In the areas of the economy, domestic policies, and foreign policy, the situation is difficult and uncertain, said Armenia’s former foreign affairs minister and president of the Civilitas Foundation board Vartan Oskanian in an interview published on the Civilitas website.
“The economy is the most palpably felt because it affects us all daily, whether secure or insecure, we all see it. And the statistics support what we sense. Poverty is up, unemployment is up, the national debt has tripled. The budget deficit has tripled. The standard of living has gone down. The 15 percent drop in GDP of 2009 was a great blow to the economy and one from which we don’t seem to know how to recover. In the best case scenario, if we double the 2.4 percent growth we saw in 2010, and we double it this year, then double it again next year, by the presidential elections of 2013, real GDP will be lower than it was in 2008. This would be a serious cause for concern, even if there were a plan for how to improve on this. But there isn’t a plan,” he said.

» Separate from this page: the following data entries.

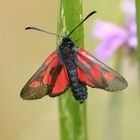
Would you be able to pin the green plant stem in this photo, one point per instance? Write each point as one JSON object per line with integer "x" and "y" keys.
{"x": 138, "y": 31}
{"x": 72, "y": 113}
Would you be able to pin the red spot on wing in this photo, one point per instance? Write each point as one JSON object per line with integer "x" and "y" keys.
{"x": 109, "y": 76}
{"x": 35, "y": 84}
{"x": 95, "y": 71}
{"x": 61, "y": 83}
{"x": 42, "y": 73}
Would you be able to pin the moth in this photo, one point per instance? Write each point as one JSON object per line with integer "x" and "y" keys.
{"x": 70, "y": 66}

Oskanian notes, it’s the same with domestic politics.
“Freedoms are even more curtailed. Public assembly is hampered. I know that first-hand sitting here in the Civilitas office. Every kind of loud, musical event is given permission to take over the space around the opera, just so there are no public meetings held there. Television is controlled. People remain incarcerated for political reasons,” he said.
Recall, Oskanian was assigned the post of foreign affairs minister by then-president Robert Kocharian in 1998. He held this position for ten years, till 2008, when Serzh Sargsyan took on the presidential position. He founded the Civilitas Foundation in 2008.